Austropopquote: Ö3 verliert massiv an Reichweite

Ö3-Chef Georg Spatt zum Minus: “Sehr viel mit Auflagen zu tun“
Die deutlichen Verluste im 2. Halbjahr 2015 fallen mit der neuen Selbstverpflichtung zusammen.

Als Ende Jänner die halbjährlichen Ergebnisse des Radiotests eintrudelten, war man im Ö3-Hauptquartier in der Heiligenstädter Lände bereits gefasst: Ein deutlicher Hörerrückgang stand bevor. Senderchef Georg Spatt hatte dem Vernehmen nach intern schon davor gewarnt, dass man wohl Verluste einfahren werde und die Positionierung des Senders im Auge behalten müsse. Bei der werberelevanten Zielgruppe fiel die Reichweite quer durch Österreich unter 50 Prozent – einzig im Burgenland blieb man über der Hälfte. Im Vergleichszeitraum des Vorjahres war dies noch in vier Bundesländern gelungen.

Gespenst

Warum nur? Eine Antwort drängt sich auf: Das Gespenst Austropop geht wieder um, seit ORF-Chef Alexander Wrabetz im Vorjahr auf Drängen der SPÖ eine freiwillige Selbstverpflichtung einging.

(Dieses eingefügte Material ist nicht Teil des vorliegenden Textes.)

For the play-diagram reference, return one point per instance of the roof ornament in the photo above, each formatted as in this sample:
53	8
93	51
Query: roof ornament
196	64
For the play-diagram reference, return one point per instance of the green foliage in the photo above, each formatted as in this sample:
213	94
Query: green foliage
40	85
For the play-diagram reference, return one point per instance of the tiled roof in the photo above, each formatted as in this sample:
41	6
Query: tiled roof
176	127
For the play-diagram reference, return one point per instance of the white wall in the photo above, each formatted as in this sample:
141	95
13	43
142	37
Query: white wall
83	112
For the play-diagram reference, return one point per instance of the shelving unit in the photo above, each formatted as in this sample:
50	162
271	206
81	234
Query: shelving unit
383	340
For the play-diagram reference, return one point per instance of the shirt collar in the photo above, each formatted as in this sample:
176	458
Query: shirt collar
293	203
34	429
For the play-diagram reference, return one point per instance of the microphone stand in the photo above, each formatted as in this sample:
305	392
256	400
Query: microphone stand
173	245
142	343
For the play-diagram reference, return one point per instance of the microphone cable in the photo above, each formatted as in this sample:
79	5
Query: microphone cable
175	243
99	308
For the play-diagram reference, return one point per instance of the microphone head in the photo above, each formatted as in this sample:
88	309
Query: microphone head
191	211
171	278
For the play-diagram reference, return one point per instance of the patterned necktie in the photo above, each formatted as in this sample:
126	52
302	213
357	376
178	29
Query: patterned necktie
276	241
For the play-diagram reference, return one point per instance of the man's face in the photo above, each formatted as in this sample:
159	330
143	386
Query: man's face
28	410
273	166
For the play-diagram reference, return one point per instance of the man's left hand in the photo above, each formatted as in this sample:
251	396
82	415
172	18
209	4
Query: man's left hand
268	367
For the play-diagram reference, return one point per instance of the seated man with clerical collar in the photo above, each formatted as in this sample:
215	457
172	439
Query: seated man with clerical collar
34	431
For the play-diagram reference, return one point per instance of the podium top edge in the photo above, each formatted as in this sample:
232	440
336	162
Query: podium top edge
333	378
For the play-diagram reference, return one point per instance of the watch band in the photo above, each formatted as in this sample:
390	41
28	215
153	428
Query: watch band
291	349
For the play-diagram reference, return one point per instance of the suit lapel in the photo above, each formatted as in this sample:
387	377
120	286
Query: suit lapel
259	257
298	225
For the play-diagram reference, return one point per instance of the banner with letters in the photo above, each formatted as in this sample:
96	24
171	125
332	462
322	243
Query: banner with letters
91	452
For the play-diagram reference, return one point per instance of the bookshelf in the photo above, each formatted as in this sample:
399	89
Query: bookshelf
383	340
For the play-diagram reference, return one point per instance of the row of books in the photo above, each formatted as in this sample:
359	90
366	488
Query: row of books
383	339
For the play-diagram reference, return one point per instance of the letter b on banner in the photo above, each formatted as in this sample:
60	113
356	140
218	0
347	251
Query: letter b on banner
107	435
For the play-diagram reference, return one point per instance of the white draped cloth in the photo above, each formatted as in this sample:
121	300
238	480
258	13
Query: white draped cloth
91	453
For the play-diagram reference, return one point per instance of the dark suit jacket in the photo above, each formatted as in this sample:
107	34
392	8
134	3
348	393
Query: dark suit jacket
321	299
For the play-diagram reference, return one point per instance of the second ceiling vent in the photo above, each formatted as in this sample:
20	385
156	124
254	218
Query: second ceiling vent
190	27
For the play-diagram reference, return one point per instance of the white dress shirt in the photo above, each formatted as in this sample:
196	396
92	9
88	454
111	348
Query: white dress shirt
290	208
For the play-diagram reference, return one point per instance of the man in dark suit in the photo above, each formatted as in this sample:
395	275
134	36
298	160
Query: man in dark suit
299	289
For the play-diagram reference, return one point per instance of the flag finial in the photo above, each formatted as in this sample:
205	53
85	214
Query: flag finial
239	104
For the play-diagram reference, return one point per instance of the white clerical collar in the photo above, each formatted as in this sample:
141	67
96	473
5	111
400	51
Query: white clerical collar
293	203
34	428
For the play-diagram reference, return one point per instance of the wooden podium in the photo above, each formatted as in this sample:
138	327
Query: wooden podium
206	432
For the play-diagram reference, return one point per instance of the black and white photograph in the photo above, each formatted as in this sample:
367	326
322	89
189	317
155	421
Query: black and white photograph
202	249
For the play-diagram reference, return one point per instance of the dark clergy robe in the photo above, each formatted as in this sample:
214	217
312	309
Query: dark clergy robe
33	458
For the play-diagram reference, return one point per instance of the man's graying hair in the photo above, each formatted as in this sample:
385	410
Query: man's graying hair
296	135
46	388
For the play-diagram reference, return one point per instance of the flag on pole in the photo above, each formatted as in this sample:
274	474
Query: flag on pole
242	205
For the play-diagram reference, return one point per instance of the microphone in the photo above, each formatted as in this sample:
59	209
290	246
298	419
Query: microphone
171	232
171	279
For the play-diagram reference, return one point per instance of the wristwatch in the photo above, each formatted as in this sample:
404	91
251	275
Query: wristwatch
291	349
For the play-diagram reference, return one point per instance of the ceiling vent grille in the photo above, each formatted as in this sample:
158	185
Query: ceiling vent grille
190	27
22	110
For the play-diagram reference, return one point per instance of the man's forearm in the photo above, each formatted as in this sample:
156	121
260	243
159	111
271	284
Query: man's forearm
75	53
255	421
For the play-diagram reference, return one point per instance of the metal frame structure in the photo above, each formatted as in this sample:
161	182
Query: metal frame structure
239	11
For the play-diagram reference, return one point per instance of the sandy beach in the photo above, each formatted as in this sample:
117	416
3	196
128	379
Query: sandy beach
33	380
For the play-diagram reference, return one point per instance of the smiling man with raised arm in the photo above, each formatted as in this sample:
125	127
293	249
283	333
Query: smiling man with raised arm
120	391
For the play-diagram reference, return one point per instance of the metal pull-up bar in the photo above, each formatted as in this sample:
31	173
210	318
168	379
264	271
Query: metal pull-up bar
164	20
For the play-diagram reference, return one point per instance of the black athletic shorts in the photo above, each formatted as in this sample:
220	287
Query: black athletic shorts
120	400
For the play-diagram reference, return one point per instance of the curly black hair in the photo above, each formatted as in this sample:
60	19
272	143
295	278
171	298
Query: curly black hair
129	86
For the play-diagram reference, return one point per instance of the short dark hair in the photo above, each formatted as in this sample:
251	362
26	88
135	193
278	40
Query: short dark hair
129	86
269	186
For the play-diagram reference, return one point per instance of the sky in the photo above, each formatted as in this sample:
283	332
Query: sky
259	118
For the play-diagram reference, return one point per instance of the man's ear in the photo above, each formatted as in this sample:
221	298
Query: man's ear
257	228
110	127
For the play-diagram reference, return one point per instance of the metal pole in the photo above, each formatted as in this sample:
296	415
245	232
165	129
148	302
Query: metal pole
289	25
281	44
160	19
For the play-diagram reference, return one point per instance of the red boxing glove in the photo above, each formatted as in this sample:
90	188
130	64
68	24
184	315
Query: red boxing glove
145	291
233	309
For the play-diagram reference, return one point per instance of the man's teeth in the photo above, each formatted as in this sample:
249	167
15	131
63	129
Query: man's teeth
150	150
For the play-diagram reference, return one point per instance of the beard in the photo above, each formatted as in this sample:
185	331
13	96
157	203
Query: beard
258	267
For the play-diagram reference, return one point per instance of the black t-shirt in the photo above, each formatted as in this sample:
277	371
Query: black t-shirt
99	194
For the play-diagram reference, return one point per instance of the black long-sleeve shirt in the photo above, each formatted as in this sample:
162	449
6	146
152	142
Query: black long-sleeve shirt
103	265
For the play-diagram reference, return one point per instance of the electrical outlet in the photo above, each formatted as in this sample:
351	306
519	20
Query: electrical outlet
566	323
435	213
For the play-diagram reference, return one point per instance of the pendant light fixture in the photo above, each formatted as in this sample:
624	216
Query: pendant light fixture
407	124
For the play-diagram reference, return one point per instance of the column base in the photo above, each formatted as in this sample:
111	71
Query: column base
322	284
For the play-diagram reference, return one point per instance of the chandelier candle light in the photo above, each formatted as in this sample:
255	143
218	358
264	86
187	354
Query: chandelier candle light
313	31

Mit Stichtag 1. Juli 2015 musste Ö3 ganze 15 Prozent Österreich-Anteil spielen. Dagegen hatten sich Spatt genauso wie sein Vorgänger Bogdan Roscic stets entschlossen gewehrt. Im Jahr vor der ORF-Wahl war der politische Druck diesmal aber offenkundig zu groß.

Also ist ein Minus zu verdauen: Der Auswertungszeitraum des Radiotests im zweiten Halbjahr 2015 fiel passenderweise mit der Einführung der Austro-Quote zusammen (1. Juli bis 31. Dezember). Verglichen mit dem zweiten Halbjahr 2014 wurde der Anteil der österreichischen Musik bei Ö3 verdoppelt.

Und der Hörermarkt gab prompt ordentlich nach, für Ö3-Verhältnisse erdrutschartig: Der Sender verlor 2,4 Punkte und liegt nun bei 43,0 Prozent bei der werberelevanten Zielgruppe. Betrachtet man die Auswertung für die Gesamtbevölkerung ab zehn Jahren, betrug das Minus 1,5 Punkte und die Reichweite liegt dort bei 34,9 Prozent. Das sind überdeutliche Verluste für den erfolgsverwöhnten Sender, der in den vergangenen Jahren stabil lag und bisher üblicherweise nur einen halben Prozentpunkt bei seinen Reichweiten verloren hatte.

"Auflagen"

Was sagt der Senderchef dazu? Spatt wird gegenüber dem KURIER recht deutlich: "Wir kennen intern die Gründe für die aktuellen Marktbewegungen sehr genau – das hat sehr viel mit inhaltlichen Auflagen zu tun, die wir im letzten Jahr neu dazubekommen haben." Er versucht die Austropopquote wiederum pragmatisch zu einem Investment in die Zukunft umzudeuten: "Diese Innovationen sollen langfristig den großen Erfolg von Ö3 absichern, kosten aber erwartungsgemäß kurzfristig Reichweite."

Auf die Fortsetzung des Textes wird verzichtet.